Le contraddizioni di una società ancora fortemente attuale
L’autore fu considerato un genio della letteratura già quando era in vita, per la sua modalità di alternare romanticismo e realismo, ma anche per l’astuzia letteraria di smascherare i mali della società attraverso il più efficace dei correttivi: il riso. Mazzotta sintetizza e riepiloga questo colore intenzionale, e mette sulla scena le contraddizioni di una società ancora fortemente attuale con la sua morale da parata e le sue tournée di inganni mondiali, e proprio come l’amato romanziere dell’Est, mostra le assurdità della burocrazia e l’anima nera dei funzionari al potere, senza però incitare alla rivolta sociale, ma con tolleranza invita lo spettatore a una riflessione universale. Prodotto dai Teatri Nazionali di Napoli e del Veneto e presentato in prima nazionale al San Ferdinando di Napoli, Le anime morte. Ovvero le [dis]avventure di un onesto truffatore custodisce la sua piena essenza di classico. In scena dal 3 fino a domenica 13 aprile 2025.
Sul palco un pezzo di contemporaneità in contrasto con i costumi antichi
Mazzotta dichiara apertamente: «Oggi che si fanno discorsi di geopolitica e di economia senza considerare l'umanità sulla quale andranno a impattare è più o meno la stessa cosa che contrattare il prezzo dei morti». Federico Vanni, è una simpatica canaglia, imbroglione d'alto borgo, riesce a far valere le sue ragioni con voce, mimica e personalità. Tanta. Lo si adora sulla scena, ma in questo nessuno è da meno: Gennaro Apicella, Raffaele Ausiello, Gennaro Di Biase, Salvatore D’Onofrio, Antonio Marfella, Alfonso Postiglione, Luciano Saltarelli, e l'unica, potente presenza femminile di Milvia Marigliano. Il libero adattamento si è avvalso della collaborazione di Igor Esposito, mentre le scene, decisamente non classiche di Fabrizio Comparone, hanno portato sul palco un pezzo di contemporaneità in contrasto con i costumi antichi di Eleonora Rossi. Inizialmente spiazzante, il gioco ha funzionato.

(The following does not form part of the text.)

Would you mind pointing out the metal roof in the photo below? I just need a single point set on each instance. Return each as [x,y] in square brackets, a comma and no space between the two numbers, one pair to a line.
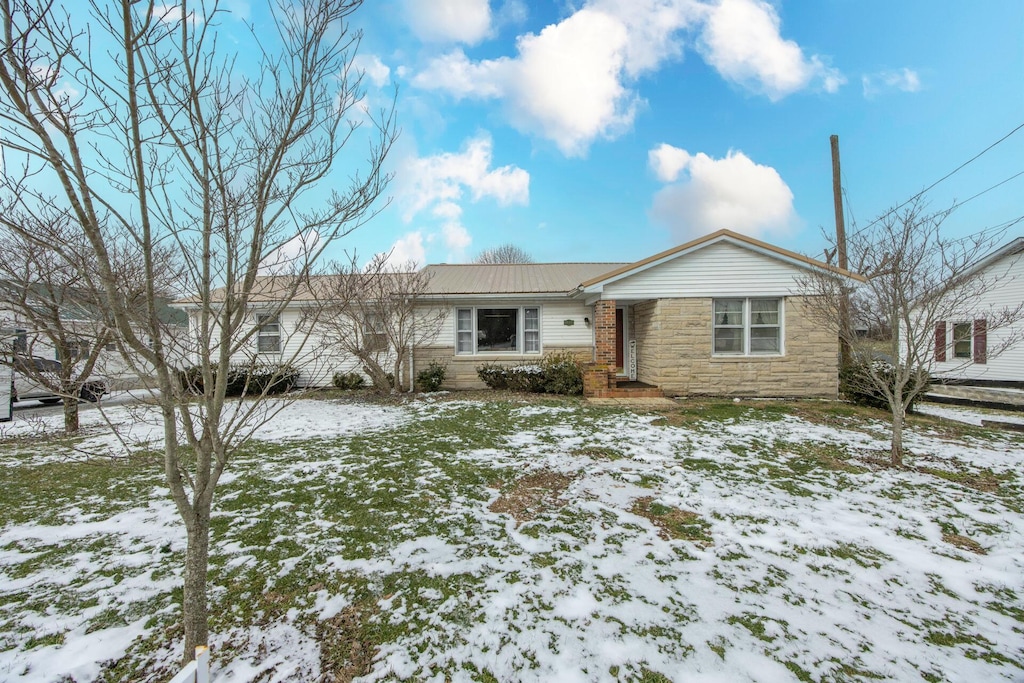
[468,279]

Una performance sottile e grottesca
Vedere a esempio, il ruolo di Postiglione accomodarsi vestito elegantemente in doppiopetto su una sedia in legno tipica delle nostre scuole, è sembrato stonasse, finché non è arrivato in scena lo smoking color viola, abbinato a maglia e calzini dello sfortunato colore. E allora anche i picchi volutamente dialettali di Salvatore D’Onofrio, e i contributi digitali di Antonio Farina risultano essere una protesta agli eventi narrati. Una performance sottile e grottesca che la sera della prima ha dato un lungo applauso a scena aperta per il Nozdrev interpretato da Raffaele Ausiello; l'unico personaggio che nella sua ubriachezza ha il coraggio di dire la verità. L'unico uomo fuori dalla giostra dell'ipocrisia, che non ha nulla da perdere né da nascondere. Abbiamo visto la Russia e le sue fredde terre attraverso di lui. Abbiamo visto noi stessi e la nostra incoscienza anche - attraversati - dalle musiche di Massimo Cordovani, che hanno accompagnato i diversi piani della narrazione con intensità e ironia.
Che ti metti a firmare così su due piedi senza ragionare un poco
Un materasso di plastica pieno d’aria, una giostra circolare che diventa un’aula di tribunale, ubriaconi, gente composta e spazi ampi. Atmosfere oniriche e grottesche puntellate dalle luci inconfondibili di Cesare Accetta, di cui resta particolarmente cara la penombra della casa di Karoboka. Con pochi elementi abbiamo immaginato la campagna e il portone e il freddo e l'affare fiutato e la malizia di ogni uomo che crede di essere più furbo dell'altro. "Io questi contadini ve li regalo e ci pagherò anche le tasse come si fa tra uomini per bene. È una cosa da niente!". L'importante è fare tutto secondo le regole e in carta bollata. Non c'è classe sociale che tenga, non c'è luogo della terra in cui non valga la satira a cui abbiamo applaudito. Noi, che dalla platea agitiamo le mani, proprio noi a cui, per pochi istanti, il protagonista sembra parlare direttamente. Noi, che proprio come la "povera vedova" cerchiamo l'affare a ogni costo: "Che ti metti a firmare così su due piedi senza ragionare un poco?! Mi ha fregato! Cretina che sono! Adesso corro in città...io lo devo sapere a quanto vanno i morti!".